Tour de France, seconda tappa consecutiva per Tadej, oggi a segno a La Planche des Belles Filles dopo un esaltante testa a testa con Jonas Vingegaard. Primoz Roglic terzo, Lennard Kämna ripreso a 80 metri dal traguardo


Allora, primo comandamento della giornata: basso profilo. Per quanto ricco, il vocabolario italiano resta comunque un insieme finito di parole, per cui iniziamo a tenere a freno le iperboli e a risparmiare sugli aggettivi, perché questo qui non ha nemmeno 24 anni, è all'inizio della carriera, e non possiamo terminare i termini prima dei termini previsti perché poi non sappiamo più che parole scrivere per descrivere la sua grandezza; se a spanne gli attribuiamo un'altra decina d'anni di gioie e trionfi capiamo la dimensione del problema linguistico. Per cui, stile asciutto modello DDR anni '70, limitiamoci alla notizia: Tadej Pogacar ha vinto a La Planche des Belles Filles la settima tappa del Tour de France 2022.

Quanto al modo in cui lo sloveno s'è imposto, nulla di particolare: una volata in salita con Jonas Vingegaard, decisa al fotofinish (essere superato a 10 metri dal traguardo su una rampa al 24% equivale a perdere uno sprint al fotofinish, è evidente), e con l'abbuono sommato ai pochi secondi di distacco distribuiti a tutti gli altri contendenti (escluso Vingegaard che ha fatto st) la possibilità di allungare in classifica. Una normale giornata da Pogacar, in pratica. Vince in maniera spettacolare in salita, rafforza la maglia gialla.

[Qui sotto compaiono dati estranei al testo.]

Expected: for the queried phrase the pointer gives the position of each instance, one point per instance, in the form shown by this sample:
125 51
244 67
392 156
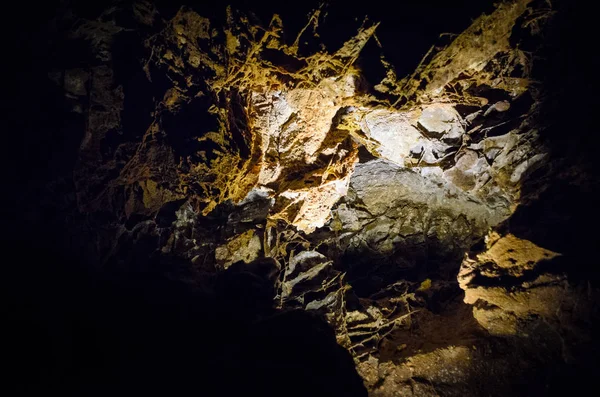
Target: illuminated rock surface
422 217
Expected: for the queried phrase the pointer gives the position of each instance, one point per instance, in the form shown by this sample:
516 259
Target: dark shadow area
75 333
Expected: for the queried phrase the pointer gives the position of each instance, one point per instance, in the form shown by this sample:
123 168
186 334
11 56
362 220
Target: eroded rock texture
393 208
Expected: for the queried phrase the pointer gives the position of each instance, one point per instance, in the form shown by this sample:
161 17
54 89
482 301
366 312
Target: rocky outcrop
386 207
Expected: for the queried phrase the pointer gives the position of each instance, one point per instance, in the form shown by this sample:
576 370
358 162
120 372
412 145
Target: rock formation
396 209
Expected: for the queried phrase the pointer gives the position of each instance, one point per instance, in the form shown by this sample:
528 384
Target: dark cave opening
121 285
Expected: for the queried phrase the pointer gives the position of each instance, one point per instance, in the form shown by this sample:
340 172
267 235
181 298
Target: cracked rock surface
423 217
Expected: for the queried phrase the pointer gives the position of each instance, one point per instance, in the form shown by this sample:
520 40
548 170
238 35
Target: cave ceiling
382 203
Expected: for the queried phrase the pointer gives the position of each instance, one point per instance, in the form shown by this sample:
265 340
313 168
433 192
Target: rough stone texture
227 149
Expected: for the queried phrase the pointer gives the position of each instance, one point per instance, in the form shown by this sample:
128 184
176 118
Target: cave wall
450 199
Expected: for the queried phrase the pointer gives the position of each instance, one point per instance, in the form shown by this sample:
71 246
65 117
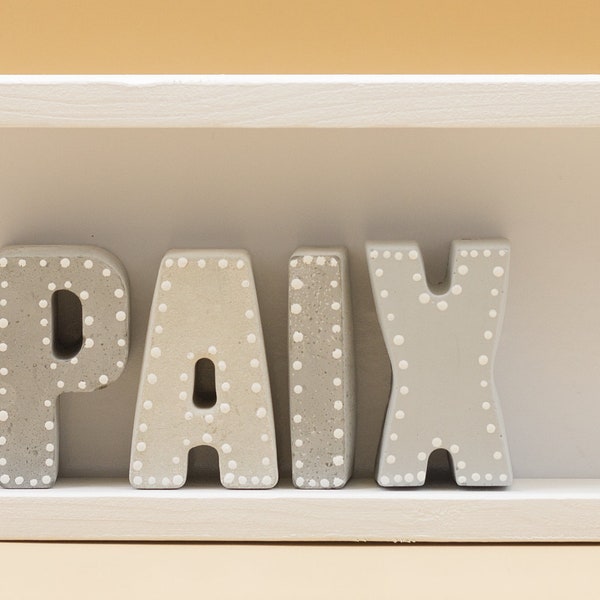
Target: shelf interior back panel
140 192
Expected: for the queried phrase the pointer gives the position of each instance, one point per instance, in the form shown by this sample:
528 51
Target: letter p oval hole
64 327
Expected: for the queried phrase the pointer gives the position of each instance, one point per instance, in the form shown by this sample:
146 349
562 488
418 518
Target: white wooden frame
532 510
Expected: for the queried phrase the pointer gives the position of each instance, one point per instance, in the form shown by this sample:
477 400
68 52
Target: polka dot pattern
442 344
207 310
32 376
321 372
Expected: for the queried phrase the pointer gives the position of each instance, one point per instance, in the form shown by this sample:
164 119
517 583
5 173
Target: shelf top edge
299 101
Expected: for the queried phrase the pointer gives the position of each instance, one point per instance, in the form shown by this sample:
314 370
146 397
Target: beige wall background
300 36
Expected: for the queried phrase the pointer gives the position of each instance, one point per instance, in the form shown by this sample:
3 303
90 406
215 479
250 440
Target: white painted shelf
544 510
257 142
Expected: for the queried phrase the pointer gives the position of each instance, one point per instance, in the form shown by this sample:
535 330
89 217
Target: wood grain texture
268 101
531 511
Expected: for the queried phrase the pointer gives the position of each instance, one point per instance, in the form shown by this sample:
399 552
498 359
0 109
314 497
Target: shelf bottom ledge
531 510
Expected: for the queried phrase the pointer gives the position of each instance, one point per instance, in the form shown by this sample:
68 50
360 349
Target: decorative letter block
204 338
321 363
442 346
39 359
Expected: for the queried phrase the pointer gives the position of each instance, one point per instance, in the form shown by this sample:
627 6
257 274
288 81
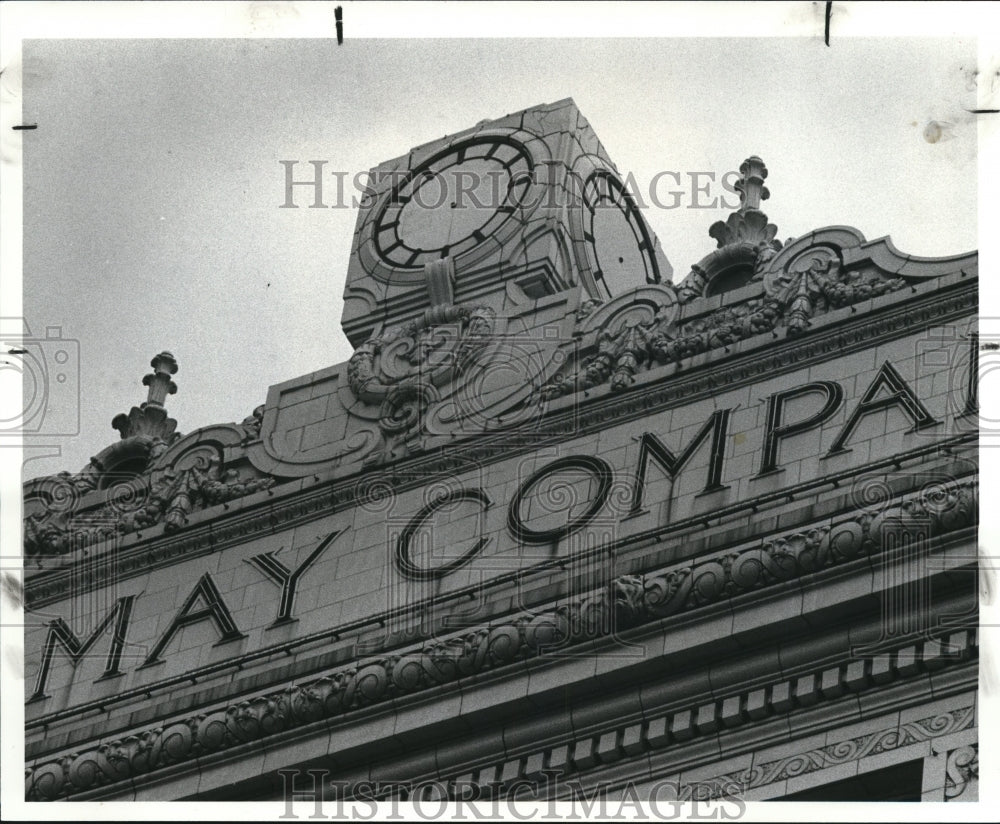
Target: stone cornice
628 601
97 770
652 538
661 388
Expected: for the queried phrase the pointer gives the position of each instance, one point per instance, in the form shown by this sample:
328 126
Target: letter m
651 446
60 635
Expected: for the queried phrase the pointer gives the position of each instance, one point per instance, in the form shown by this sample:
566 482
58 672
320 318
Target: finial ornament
751 186
745 241
159 382
150 417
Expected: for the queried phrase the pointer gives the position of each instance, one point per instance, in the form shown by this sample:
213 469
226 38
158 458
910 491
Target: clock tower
500 215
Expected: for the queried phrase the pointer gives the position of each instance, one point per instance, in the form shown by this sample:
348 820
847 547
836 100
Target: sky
153 182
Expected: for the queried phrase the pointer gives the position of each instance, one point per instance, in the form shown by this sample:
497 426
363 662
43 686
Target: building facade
559 525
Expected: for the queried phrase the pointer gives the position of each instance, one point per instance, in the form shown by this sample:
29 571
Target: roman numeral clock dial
452 202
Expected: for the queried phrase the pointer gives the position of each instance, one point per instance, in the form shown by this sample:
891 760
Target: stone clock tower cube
508 211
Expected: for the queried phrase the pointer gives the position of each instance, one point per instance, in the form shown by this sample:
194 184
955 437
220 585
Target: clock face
452 202
619 239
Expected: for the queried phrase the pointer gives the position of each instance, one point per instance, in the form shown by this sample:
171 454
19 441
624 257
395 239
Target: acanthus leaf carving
402 370
627 601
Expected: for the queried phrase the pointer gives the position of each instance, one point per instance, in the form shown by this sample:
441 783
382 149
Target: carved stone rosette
402 369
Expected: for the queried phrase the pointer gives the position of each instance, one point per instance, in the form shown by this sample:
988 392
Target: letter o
595 466
405 564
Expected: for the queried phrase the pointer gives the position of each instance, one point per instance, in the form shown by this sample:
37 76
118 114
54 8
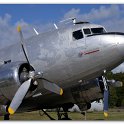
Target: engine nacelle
3 110
10 78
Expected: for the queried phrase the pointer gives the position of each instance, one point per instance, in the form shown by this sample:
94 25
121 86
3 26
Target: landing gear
47 115
6 117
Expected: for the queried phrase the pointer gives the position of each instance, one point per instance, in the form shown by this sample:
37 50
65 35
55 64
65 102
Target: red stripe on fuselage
90 52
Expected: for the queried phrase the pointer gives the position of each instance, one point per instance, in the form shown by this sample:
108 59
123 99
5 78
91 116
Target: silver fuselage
65 61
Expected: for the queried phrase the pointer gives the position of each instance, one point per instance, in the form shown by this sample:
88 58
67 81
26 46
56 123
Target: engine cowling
87 92
12 75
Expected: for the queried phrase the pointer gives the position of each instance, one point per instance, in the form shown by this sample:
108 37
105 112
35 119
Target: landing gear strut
6 117
65 114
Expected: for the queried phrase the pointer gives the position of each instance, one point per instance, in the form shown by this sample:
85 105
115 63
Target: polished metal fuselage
65 61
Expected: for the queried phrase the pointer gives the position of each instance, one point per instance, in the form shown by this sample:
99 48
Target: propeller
24 88
19 96
106 95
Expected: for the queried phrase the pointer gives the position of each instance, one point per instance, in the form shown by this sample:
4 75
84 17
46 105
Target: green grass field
114 114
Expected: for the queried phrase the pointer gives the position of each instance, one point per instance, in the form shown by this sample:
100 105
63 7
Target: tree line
116 94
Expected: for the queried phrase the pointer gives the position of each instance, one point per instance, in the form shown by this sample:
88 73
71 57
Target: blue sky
42 13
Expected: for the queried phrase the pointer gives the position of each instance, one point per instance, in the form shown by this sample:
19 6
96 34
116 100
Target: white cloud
72 13
8 31
103 12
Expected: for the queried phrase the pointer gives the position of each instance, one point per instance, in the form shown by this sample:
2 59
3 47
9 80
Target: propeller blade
52 87
106 95
19 96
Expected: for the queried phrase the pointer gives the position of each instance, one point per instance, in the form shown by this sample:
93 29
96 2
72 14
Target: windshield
97 30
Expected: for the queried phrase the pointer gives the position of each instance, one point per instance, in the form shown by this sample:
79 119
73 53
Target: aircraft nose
119 39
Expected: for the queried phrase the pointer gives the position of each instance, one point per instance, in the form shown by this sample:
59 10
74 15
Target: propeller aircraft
59 68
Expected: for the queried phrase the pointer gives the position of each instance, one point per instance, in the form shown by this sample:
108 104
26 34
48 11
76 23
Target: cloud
9 34
103 12
72 13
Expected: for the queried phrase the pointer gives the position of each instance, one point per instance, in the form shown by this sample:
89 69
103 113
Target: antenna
68 20
36 31
55 26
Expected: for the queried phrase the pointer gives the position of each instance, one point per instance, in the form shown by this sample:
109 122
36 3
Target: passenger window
87 31
77 35
97 30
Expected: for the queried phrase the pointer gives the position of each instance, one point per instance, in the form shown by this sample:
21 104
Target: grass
114 114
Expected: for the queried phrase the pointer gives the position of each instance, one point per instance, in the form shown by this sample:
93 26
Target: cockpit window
77 35
97 30
87 31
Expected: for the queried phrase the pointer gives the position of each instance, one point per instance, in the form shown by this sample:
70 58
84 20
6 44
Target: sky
43 16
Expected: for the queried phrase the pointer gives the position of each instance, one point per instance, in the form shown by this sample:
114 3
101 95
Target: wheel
66 119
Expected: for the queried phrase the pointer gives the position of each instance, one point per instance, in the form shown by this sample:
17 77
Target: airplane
59 68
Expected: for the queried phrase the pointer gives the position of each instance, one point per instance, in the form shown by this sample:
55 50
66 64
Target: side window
77 35
87 31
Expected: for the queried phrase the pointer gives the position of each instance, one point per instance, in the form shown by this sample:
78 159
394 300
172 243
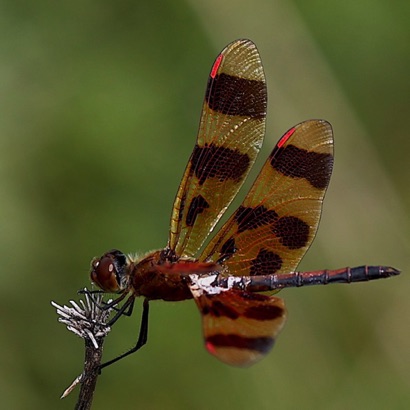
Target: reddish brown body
261 244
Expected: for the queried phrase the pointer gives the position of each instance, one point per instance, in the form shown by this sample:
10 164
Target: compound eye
104 272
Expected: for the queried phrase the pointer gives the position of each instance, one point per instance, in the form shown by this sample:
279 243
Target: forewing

Il pupazzetto mannaro nato a Klanec il 21 settembre del 1998 fa sembrare semplice qualsiasi cosa. Attaccare sul pavé, 24 ore dopo vincere su una salitella contro gente nata sprinter, altre 24 ore dopo conquistare in maglia gialla un arrivo in salita durissimo dopo uno spettacolare testa a testa (anzi, denti a denti) con il primo dei rivali di classifica, peraltro ripetendosi proprio nel luogo in cui fece clamorosamente irruzione nell'albo d'oro, due anni fa... e chissà cos'altro, nel prosieguo di questo Tour che sin dal primo giorno vive nel suo nome, nel suo segno, sin dal terzo posto nella crono di Copenaghen, quando immediatamente tutti hanno capito (molti già lo sospettavano però) che in questa Grande Boucle 2022 avremmo certificato un altro step, un altro scalino all'insù del capitano UAE. Com'era peraltro naturale che fosse, a quasi 24 anni, appena alla quarta stagione da professionista, è ovvio migliorare anno per anno. È normale. Anzi no: è semplice.

Se Pogacar continua a fare sensazione, i suoi primi avversari son lì che provano a fare il possibile, ma va apprezzata la buona volontà in particolare della Jumbo-Visma, mentre la INEOS Grenadiers in questi giorni sta procedendo un po' a rimorchio. Certo si sa dall'inizio che si va a sbattere contro un muro, ma le distanze in classifica tra Pogacar e Vingegaard sono ancora ridotte e Jonas e i suoi continuano a dirsi che tutto può succedere in un grande giro, anche che l'invincibile possa avere una giornata storta. Insomma "noi ci siamo", e "aspettiamo le grandi montagne dove ci troviamo più a nostro agio", questi sono gli skill di Vingegaard che fanno le loro legittime rivendicazioni via radio a Tadej.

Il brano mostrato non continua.